Engineering & Operations 3 papers
SEAR: Schema-Based Evaluation and Routing for LLM Gateways
Zecheng Zhang (Strukto.AI), Han Zheng (Infron.AI), Yue Xu (Infron.AI)
SEAR is a production evaluation and routing system for multi-model LLM gateways that exposes ~100 typed, SQL-queryable quality signals—covering intent, response characteristics, issue attribution, and scores—to drive fine-grained routing decisions across providers. It makes LLM gateway behavior observable and steerable in a way that provider-level metrics alone cannot.
Supervisory Control Theory for LLM Revision
Carlos Toxtli (Clemson University), Wangfan Li (Clemson University)
PLSA is a structured prompting framework that applies Supervisory Control Theory—a cognitive model of human oversight of automated systems—to guide LLM iterative self-revision. In large-scale evaluation across ML conference paper revision tasks, SCT-structured prompts produce revisions with significantly higher fidelity than matched standard self-refinement baselines.
Scalable Inference Architectures for Compound AI Systems: A Production Deployment Study
Srikanta Prasad Sondekoppam Vijayashankar (Salesforce India Pvt Ltd), Utkarsh Arora (Salesforce India Pvt Ltd)
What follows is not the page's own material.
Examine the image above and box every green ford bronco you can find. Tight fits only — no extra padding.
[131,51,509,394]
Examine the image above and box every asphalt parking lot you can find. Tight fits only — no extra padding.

A production deployment study from Salesforce describing the modular, platform-agnostic inference architecture behind Agentforce and ApexGuru, sharing hard-won lessons on serving concurrent, heterogeneous compound AI workloads at enterprise scale. The paper provides concrete architectural patterns for cost-effective, low-latency multi-model serving that academic treatments typically omit.